Fetch non-NZ geospatial layers data using ‘geoapis’ and store it into the database.

Parameters:
  • engine (Engine) – The engine used to connect to the database.

  • catchment_area (gpd.GeoDataFrame) – A GeoDataFrame representing the catchment area.

  • crs (int = 2193) – The coordinate reference system (CRS) code to use. Default is 2193.

  • verbose (bool = False) – Whether to print messages. Default is False.

src.digitaltwin.data_to_db.store_geospatial_layers_data_to_db(engine: sqlalchemy.engine.Engine, catchment_area: geopandas.GeoDataFrame, crs: int = 2193, verbose: bool = False) None

Fetch geospatial layers data using ‘geoapis’ and store it into the database.

Parameters:
  • engine (Engine) – The engine used to connect to the database.

  • catchment_area (gpd.GeoDataFrame) – A GeoDataFrame representing the catchment area.

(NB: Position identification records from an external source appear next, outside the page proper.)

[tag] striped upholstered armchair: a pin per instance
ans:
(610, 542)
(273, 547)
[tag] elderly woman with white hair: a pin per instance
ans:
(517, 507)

  • crs (int = 2193) – The coordinate reference system (CRS) code to use. Default is 2193.

  • verbose (bool = False) – Whether to print messages. Default is False.

src.digitaltwin.data_to_db.user_log_info_to_db(engine: sqlalchemy.engine.Engine, catchment_area: geopandas.GeoDataFrame) None

Store user log information to the database.

Parameters:
  • engine (Engine) – The engine used to connect to the database.

  • catchment_area (gpd.GeoDataFrame) – A GeoDataFrame representing the catchment area.